Logical characteristics of linear table

In a team of students, only one student is at the head of the team, and also only one student is at the end of the team. There are no other students in front of the students at the head of the team, and there are no other students behind the students at the end of the team. In addition to the students at the head and end of the team, other students have a precursor and a successor at the same time. The same is true for linear tables. There is only one header element and one footer element. The header element has no precursor and the footer element has no successor. Other elements have a precursor and a successor.

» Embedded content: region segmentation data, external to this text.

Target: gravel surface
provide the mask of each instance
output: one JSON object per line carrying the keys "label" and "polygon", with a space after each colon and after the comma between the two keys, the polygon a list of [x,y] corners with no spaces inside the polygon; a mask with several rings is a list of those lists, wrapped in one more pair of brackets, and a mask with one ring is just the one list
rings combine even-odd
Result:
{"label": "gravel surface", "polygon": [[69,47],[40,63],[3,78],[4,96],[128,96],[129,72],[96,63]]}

Storage structure of linear table

The storage structure of linear list includes sequential storage structure and chain storage structure. The former is called linear list and the latter is called chain list. The following two storage structures are compared

1. Sequential table: all elements in the linear table are stored in a continuous storage space starting from the specified storage location at one time according to their logical order. In this way, the storage location of the first element in the linear table is the specified storage location, and the i+1 element is immediately after the storage location of the i element.
2. Linked list: each node contains not only the information of the stored elements, but also the information of the logical relationship between the elements. For example, the predecessor node in the single linked list contains the address information of the successor node, so that the location of the successor node can be found through the address information in the predecessor node.

Comparison of two storage structures

• The sequence table is like a row of rooms. The house number of each room is the distance from the room to 0 o'clock, and the room length is 1. Therefore, as long as you know the location of 0 o'clock, you can find any room immediately through the room number. This is the first feature of sequential table - random access feature; The rooms are close to each other, that is, a piece of space is occupied continuously, and the amount of space occupied by the room is determined, and will not be reduced or increased. This is the second characteristic of the sequence table, that is, the sequence table requires to occupy continuous storage space, and the storage space can only be allocated in advance. Once allocated, it will remain unchanged during operation. During the insertion operation, the sequence table needs to move multiple elements. (because the space is fixed, the elements behind it must be moved back in turn when inserting)
• In the linked list, the element nodes are scattered in the storage space, and each node has the address of the next node. According to this address, each node in the linked list can be found in turn, but the next node can be found only after knowing the content of the previous node. Therefore, the linked list does not support random access. Each node in the linked list needs to divide a part of space to store the pointer of the next node, so the storage space utilization of the linked list is slightly lower than that of the sequential list. The position of the current node in the linked list is indicated by the address information in its predecessor node, not by its offset from the initial position. Therefore, the nodes of the linked list can be scattered anywhere in the memory, and there is no need to divide the space required by all nodes to the linked list at one time. Instead, several nodes need to be temporarily divided. Thus, the memory of the linked list supports dynamic allocation. There is no need to move elements when inserting.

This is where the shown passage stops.